Hybrids are sterile because they can reach sexual maturity, but homologous chromosomes cannot pair during Prophase I, so meiosis stops and no gametes are produced.

Speciation: The formation of new species by the division of a single gene pool into two pools capable of independent evolution.

Polyploid = organism with more than 2 sets of chromosomes (e.g., 4n)

Autopolyploidy = they have extra set(s) of chromosomes from the same species. Results in rapid speciation. Allopolyploidy = they have more than two sets of chromosomes all derived from different species.

Steps of Allopolyploidy:

  1. Hybridization between two species produces sterile offspring.
  2. Chromosome doubling restores fertility.

Instantaneous speciation = rapid formation of a new species like auto- or allopolyploidy. Gradual speciation = slow reproductive (genetic) isolation over a long time.

Allopatric = isolation due to a geographic barrier. Sympatric = isolation without a geographic barrier.

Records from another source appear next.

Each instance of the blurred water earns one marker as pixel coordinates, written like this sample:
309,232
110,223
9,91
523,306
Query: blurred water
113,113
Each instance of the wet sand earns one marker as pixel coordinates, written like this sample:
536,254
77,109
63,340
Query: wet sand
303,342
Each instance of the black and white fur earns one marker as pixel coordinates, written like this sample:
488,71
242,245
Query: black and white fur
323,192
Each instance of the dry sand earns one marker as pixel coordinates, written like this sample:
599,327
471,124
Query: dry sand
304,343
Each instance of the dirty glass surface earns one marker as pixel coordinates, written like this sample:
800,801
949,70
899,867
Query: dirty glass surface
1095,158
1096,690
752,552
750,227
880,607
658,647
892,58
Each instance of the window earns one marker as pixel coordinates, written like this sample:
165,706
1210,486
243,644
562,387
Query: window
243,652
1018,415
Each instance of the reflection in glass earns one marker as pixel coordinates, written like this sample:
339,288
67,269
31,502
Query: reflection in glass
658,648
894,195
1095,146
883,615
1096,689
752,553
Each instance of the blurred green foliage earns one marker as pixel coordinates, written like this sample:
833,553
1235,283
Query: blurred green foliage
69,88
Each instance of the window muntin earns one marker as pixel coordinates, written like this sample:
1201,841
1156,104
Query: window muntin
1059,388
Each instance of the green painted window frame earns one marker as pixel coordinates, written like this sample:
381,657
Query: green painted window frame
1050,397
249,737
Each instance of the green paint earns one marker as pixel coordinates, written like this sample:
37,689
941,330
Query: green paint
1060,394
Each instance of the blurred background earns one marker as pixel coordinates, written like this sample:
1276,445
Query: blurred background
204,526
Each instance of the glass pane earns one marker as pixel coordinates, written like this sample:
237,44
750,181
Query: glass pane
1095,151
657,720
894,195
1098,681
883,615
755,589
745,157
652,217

Sexual Selection: Sometimes, the ability to mate can have a stronger effect on fitness than escaping predation.

  • Intersexual selection = female mate choice (selection between sexes).
  • Intrasexual selection = male competition for access to mates (selection within sex).

Lesson 6: Darwin’s Limits of Natural Selection

  1. The paradox of variation for natural selection: evolution requires variation, but natural selection eliminates variation – Shouldn’t all the variation eventually run out?
  2. What is the mechanism by which traits are inherited? Mendel’s work helps resolve these issues.

Mechanisms that Preserve/Promote Polymorphisms in a Population:

  1. Meiosis + Diploidy – independent assortment, crossing over, random fertilization, heterozygosity
  2. Epistasis – one locus can “protect” alleles at another locus from selection
  3. Disruptive selection in “patchy” environments

Heterozygote advantage = higher fitness for heterozygotes, like in genetic diseases.

Homologous = traits similar due to common ancestry. Analogous = traits between species due to common function. Vestigial = traits inherited from ancestral forms but are no longer functional.